Japan appears to be moving its military industrial complex quickly. But moving too quickly might cause the LDP's moderate ally, the Komeito Party, in Japan's Parliament/Diet, to react negatively to any Soryu sale proposal. Also the needs and expectations of Japan's centrist public cannot be pushed too hard.



Anonymous said...

SM-3 Block II is a SAM unless Australian subs want to shoot down sub hunters, but then an Aegis radar is needed. I think the only supersonic choice today is Brahmos or Klub (in final stage) for SSM. For land attack, Brahmos is it since the Klub 3M-14 is subsonic. I do not know if the stealthy LRASM 1000km+ can be sub launched but it is also subsonic. You cannot have steatlh and be supersonic since the IR signature will be huge. Japan is developing a ramjet supersonic SSM but I do not know where is it in development.

Peter Coates said...

Hi Anonymous

I think you're right that BrahMos and Klub may be the main current options. Australia, however, wouldn't buy Russian or Chinese Klubs. Buying BrahMos might displease the US but may be worth a try.

I was mainly thinking of a SM-3 that would need to be extensively developed - as was being considered by the US in the late 1990s - see .

But, as you say, high speed builds up a high IR signature from the rocket motor and whole heated up skin of the missile. This might also reveal the sub's position. High speed is also at the expense of range with the LASM project only talking about 150 nautical miles. High overall speed - long range requires SLBMs (what the US relies on) - and I don't think Australia will buy into that for decades.
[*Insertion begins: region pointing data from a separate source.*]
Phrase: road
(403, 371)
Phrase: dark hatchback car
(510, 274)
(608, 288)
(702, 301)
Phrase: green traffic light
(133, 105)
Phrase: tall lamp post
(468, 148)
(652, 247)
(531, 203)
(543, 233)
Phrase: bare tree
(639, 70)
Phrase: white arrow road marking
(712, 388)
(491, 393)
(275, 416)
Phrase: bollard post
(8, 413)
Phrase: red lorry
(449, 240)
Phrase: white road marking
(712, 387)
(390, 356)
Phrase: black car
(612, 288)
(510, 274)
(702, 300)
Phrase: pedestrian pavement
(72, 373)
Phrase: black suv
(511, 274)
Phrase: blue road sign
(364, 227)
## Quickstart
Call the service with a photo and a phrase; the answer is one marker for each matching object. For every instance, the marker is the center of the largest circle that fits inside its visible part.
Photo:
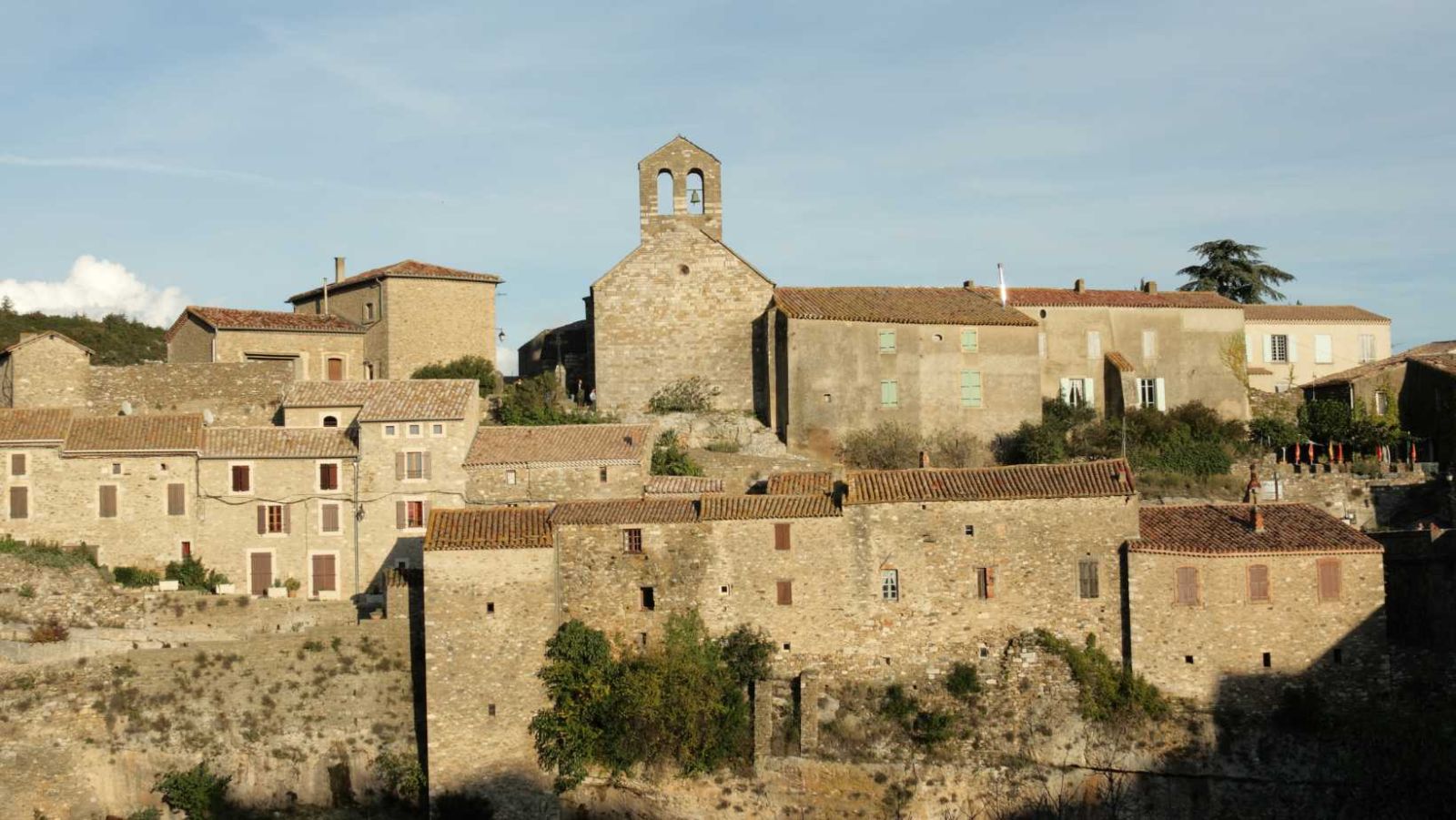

Here's an interesting 2014 reference
"Five countries in Asia – China, Japan, India, South Korea, and Taiwan – have either civilian and/ or military programmes aimed at developing supersonic and hypersonic systems. It is generally agreed that supersonic systems (powered by ramjet engine) operate in the range of Mach 2-4 and hypersonic (scramjet engine) over Mach 5; most of the deployed LACMs fly at subsonic speeds of around 800km/hr...." then goes into a bit of detail.

I wonder where the Israelis are at with their Popeye Turbo?